# Has Anyone Gotten their CA PE or SE through reciprocity? What is the process?



## cajone5 (Jun 27, 2014)

Folks --

I'm looking into getting my CA PE and SE licenses. I am already a licensed PE in TX and SE in IL. I know there are state specific exams for California (Seismic and Surveying) but I'm having trouble tracking down the process. Will be giving the board of engineering in CA a call next week to ask them but figured I'd see if anyone had any advice, recommendations, etc. on how to navigate this process.

Thanks!


----------



## bhenning (Jun 29, 2014)

Hey Cajone5, you basically have to apply like you would if you were sitting for your PE for the first time. They allow you to submit your NCEES record which reduces the application size. However, you still have to submit your application by the deadline to take the Surveying and Seismic exams during the next exam cycle (Oct/April). You have to get your CA PE before you can apply for your CA SE. Also, for the CA SE, you need 3 years of experience after obtaining a PE license, and 3 CA SE's as references.

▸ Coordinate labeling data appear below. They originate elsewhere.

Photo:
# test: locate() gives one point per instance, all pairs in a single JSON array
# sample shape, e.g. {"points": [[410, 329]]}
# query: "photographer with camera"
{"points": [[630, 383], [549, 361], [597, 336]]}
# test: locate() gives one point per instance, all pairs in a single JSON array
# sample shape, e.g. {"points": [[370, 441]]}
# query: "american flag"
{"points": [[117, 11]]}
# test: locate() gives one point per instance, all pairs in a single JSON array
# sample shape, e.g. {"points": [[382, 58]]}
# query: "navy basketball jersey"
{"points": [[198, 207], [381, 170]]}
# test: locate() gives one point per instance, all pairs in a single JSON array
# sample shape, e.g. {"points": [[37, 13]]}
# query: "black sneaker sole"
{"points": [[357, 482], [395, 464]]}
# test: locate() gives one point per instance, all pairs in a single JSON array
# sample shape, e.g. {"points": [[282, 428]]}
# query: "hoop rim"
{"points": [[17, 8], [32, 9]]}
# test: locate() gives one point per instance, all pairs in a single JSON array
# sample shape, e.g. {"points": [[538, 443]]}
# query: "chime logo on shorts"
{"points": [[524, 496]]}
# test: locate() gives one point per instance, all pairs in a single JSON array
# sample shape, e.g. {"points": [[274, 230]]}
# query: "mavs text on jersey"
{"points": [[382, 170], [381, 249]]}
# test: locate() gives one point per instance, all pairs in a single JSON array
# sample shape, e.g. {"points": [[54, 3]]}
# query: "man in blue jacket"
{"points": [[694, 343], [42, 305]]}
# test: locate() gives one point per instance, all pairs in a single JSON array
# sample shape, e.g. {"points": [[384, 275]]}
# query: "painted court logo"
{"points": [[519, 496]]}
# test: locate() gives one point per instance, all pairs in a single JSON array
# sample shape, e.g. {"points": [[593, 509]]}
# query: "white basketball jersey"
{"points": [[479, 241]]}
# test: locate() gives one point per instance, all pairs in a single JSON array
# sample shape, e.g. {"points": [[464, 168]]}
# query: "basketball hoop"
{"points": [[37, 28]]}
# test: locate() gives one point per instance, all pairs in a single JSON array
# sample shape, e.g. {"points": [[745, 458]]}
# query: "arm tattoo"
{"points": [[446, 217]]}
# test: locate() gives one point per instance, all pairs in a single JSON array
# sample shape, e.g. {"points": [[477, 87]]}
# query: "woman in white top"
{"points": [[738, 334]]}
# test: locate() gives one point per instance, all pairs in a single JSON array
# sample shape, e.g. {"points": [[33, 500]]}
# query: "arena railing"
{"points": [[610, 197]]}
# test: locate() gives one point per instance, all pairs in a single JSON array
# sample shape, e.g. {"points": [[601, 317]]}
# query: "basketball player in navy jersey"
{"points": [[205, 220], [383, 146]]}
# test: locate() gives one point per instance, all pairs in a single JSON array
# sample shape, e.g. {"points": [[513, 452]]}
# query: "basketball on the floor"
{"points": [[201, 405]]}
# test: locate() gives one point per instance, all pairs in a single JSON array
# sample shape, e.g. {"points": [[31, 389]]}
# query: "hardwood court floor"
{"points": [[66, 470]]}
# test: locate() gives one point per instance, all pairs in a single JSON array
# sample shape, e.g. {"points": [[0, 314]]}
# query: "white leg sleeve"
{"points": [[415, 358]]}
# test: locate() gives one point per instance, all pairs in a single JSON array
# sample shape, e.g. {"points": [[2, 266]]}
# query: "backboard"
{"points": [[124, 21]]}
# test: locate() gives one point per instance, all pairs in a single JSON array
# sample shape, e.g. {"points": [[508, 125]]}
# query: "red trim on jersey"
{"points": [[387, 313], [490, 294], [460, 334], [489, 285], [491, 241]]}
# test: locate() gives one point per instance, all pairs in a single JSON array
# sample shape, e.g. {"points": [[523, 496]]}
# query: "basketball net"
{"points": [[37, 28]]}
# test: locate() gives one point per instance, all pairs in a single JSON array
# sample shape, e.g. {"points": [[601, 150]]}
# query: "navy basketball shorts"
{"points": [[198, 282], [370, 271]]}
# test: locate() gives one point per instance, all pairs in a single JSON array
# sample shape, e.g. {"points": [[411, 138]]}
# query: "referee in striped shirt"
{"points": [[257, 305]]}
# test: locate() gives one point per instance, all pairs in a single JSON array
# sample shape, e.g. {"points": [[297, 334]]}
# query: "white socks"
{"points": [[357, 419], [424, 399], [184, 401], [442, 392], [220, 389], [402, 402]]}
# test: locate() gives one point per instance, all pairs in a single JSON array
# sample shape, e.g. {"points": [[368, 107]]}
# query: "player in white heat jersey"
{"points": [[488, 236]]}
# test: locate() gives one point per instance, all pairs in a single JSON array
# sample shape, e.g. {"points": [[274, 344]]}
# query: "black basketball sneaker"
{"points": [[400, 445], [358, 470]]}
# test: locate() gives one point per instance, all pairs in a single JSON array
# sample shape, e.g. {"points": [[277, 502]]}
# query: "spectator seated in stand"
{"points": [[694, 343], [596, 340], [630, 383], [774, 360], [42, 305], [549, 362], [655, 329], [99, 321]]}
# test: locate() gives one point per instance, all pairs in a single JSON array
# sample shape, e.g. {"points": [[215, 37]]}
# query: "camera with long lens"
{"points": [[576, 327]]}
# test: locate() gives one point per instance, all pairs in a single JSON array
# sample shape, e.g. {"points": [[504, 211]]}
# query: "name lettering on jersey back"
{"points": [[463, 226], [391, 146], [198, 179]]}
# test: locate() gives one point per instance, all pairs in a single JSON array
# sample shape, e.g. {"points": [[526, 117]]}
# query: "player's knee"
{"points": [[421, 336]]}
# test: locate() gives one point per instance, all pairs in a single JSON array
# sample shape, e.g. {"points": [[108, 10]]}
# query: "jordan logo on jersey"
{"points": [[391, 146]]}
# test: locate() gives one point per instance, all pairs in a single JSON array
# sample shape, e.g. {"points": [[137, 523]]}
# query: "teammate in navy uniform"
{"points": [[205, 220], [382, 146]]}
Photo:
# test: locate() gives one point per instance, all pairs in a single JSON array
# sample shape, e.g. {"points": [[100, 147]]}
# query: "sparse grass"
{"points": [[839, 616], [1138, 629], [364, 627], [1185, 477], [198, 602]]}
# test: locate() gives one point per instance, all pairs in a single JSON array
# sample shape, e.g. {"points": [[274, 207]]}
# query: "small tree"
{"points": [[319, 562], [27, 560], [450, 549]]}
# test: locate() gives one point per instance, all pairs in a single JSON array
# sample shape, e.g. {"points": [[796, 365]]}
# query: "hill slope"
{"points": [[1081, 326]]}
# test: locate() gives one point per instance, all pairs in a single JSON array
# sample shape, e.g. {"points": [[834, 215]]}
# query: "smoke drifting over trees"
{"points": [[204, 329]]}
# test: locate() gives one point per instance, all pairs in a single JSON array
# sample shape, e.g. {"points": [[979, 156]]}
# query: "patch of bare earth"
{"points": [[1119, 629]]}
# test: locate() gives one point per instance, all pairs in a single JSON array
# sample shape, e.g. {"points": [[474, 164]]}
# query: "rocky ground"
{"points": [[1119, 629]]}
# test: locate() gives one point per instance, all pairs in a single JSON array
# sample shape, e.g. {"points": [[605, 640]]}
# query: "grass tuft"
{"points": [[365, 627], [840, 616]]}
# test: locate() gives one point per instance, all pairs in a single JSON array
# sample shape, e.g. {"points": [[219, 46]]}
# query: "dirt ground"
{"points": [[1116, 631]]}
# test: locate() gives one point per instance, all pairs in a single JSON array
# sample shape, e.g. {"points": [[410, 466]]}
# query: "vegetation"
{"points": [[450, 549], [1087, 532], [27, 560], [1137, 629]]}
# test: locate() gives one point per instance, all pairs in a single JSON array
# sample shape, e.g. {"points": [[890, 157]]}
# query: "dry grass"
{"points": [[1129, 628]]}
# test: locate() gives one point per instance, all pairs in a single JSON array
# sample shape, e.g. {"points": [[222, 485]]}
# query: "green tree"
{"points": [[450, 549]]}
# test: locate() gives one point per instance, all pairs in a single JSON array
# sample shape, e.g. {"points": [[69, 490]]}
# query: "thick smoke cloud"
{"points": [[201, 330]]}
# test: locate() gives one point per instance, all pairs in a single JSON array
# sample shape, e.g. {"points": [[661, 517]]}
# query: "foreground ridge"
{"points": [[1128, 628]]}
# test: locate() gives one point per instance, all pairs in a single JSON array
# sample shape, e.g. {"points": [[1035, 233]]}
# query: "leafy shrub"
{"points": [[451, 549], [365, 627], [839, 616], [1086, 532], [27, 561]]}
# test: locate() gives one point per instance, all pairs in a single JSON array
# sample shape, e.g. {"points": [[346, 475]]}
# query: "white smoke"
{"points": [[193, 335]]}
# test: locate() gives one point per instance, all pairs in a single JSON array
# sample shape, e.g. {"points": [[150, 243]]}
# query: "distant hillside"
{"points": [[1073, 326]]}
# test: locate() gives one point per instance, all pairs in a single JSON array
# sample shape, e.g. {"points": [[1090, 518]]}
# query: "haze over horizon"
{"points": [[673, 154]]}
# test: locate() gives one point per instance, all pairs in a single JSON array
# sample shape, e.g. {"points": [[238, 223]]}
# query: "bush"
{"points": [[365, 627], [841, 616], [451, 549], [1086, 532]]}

http://www.bpelsg.ca.gov/applicants/faq_eng.pdf - FAQ's

http://www.bpelsg.ca.gov/applicants/exam_schedule.shtml - exam schedule

https://www.prometric.com/en-us/clients/California/Pages/CivilSeismicPrinciples.aspx - This is the testing agency that CA uses for the Surveying &amp; Seismic exams (they don't use NCEES for these exams)


----------



## TJM (Jul 1, 2014)

I would add also that the Surveying and Seismic exams aren't a cakewalk. I was definitely rushed during both of them.


----------